En el centro de la sala, ella estaba radiante, parecía la más importante de
todos; estaba más guapa que nunca. Un señor con una ramita pequeña en la mano
hizo un gesto y todos se pararon. Entonces oyó un sonido muy fuerte y cuando
miró hacia el otro lado vio a muchas personas que juntaban y separaban las
manos, haciendo un ruido parecido al que él hacía con las alas cuando estaba
aprendiendo a volar.
La joven se
inclinaba hacia adelante y sonreía a todos.
Uno de los músicos se dio cuenta de la presencia de Flautín y avisó a unos
compañeros:
—¡Coged ese pájaro! Nos va a estropear el concierto.
Otro se levantó y le echó por encima su chaqueta negra para atraparle, pero, en
ese momento, ella miró hacia donde estaba el gorrión y lo reconoció enseguida,
ese gorrión era Flautín, la había seguido hasta el Teatro de la Ópera.
—¡No! Por favor no le hagáis daño, es mi amigo, ya veréis como canta conmigo
mientras toco la flauta —exclamó asustada.

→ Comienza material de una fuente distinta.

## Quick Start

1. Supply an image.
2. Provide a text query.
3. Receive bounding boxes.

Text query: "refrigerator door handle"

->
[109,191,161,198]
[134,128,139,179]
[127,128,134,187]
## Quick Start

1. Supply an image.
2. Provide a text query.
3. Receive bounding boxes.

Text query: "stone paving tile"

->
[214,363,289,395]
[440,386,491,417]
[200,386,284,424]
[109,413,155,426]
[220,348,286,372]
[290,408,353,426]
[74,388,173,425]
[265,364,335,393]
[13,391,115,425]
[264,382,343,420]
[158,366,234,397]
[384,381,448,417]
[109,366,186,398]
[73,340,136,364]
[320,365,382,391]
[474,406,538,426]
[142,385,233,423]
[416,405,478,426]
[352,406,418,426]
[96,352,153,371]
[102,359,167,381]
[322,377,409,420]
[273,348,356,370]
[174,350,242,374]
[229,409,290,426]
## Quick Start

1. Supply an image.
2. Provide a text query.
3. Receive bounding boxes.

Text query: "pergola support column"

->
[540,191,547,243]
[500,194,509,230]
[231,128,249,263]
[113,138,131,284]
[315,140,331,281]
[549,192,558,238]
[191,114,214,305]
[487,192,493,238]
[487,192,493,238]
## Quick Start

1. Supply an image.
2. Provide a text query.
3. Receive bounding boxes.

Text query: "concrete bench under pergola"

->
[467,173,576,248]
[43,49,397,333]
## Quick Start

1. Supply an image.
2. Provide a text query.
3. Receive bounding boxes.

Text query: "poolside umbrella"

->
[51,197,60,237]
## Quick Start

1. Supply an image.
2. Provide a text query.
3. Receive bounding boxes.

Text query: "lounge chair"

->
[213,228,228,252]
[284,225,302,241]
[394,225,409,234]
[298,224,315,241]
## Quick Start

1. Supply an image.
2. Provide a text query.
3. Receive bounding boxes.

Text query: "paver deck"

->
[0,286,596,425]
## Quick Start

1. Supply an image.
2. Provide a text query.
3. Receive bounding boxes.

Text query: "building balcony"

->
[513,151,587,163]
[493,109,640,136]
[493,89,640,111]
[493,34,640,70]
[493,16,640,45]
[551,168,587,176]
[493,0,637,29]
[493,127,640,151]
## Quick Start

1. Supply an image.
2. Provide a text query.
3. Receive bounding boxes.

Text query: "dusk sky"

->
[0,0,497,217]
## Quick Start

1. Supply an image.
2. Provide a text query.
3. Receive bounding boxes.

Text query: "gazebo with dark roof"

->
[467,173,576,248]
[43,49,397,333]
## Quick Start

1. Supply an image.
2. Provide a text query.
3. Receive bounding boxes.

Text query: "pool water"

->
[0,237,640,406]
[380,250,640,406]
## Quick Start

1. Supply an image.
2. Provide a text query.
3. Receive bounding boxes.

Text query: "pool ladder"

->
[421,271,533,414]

Lo cogió con cuidado y lo colocó sobre su hombro, sujetó despacio la flauta
para que Flautín no se cayera y empezó a tocar la pieza que siempre ensayaba y
que él oía desde la rama del limonero. Ante el asombro de todos, el pajarito
acompañó con sus trinos las notas que salían de la flauta. Los músicos de la
orquesta, el director y el público no se podían creer lo que estaban escuchando
en ese momento había un gorrión interpretando La Flauta Mágica de Mozart, ¡eso
era impensable!
Se hizo un gran silencio y volvieron a repetir la misma pieza del repertorio
¡qué maravilla! no desafinó ni una nota.
La gente volvió a mover las manos como habían hecho antes con su amiga. Ella
estaba muy contenta y él muy feliz, porque, aunque era un simple gorrión,
cantaba como un ángel. Eso era lo que siempre le decía Laura cuando se iba la
gente y se quedaban solos. A veces, cuando actuaban por la noche, a través de
los cristales de las ventanas, se veía a un extraño grupo compuesto por un búho
y un grupo de gorriones escuchando sin pestañear las preciosas melodías de
Laura y Flautín. Luego, se acercaban a la puerta del teatro a ver el cartel
anunciador:
HOY
9ª REPRESENTACIÓN DE “LA FLAUTA MÁGICA”
(DE MOZART)
Entonces
los padres de Flautín preguntaban al señor búho, que era muy sabio y sabía leer
muy bien:
—¿Quién será ese Mozart?
Y el búho haciendo gala de su sabiduría contestaba:
—Debe de ser el dueño del teatro —afirmaba.
Luego añadía:
—En ese cartel pone que están tocando La Flauta Mágica, seguro que se refieren
a Flautín, ¿habéis visto como yo tenía razón? su sonido es verdaderamente
mágico.
Y al escucharle, sus padres se sentían muy orgullosos de tener un hijo como
Flautín.
Fin
|
2 comentarios:
oh que hermoso cuento Conchi!!!!! lo he disfrutado mucho, tanto que se me hizo cortito jejeje que relato tan mágico!!!!!!! estupendo como siempre
un abrazo, eliz
Lo primero es darle las gracias a mi nieto por dedicarme parte de su tiempo en hacerme un dibujo tan gracioso. Yo no lo hubiese hecho mejor.
Luego quiero decirle a mi amiga Eliz Segoviano que no concibo un cuento mío sin uno de sus agradables comentarios que tanto me animan a seguir escribiendo. Un beso para los dos.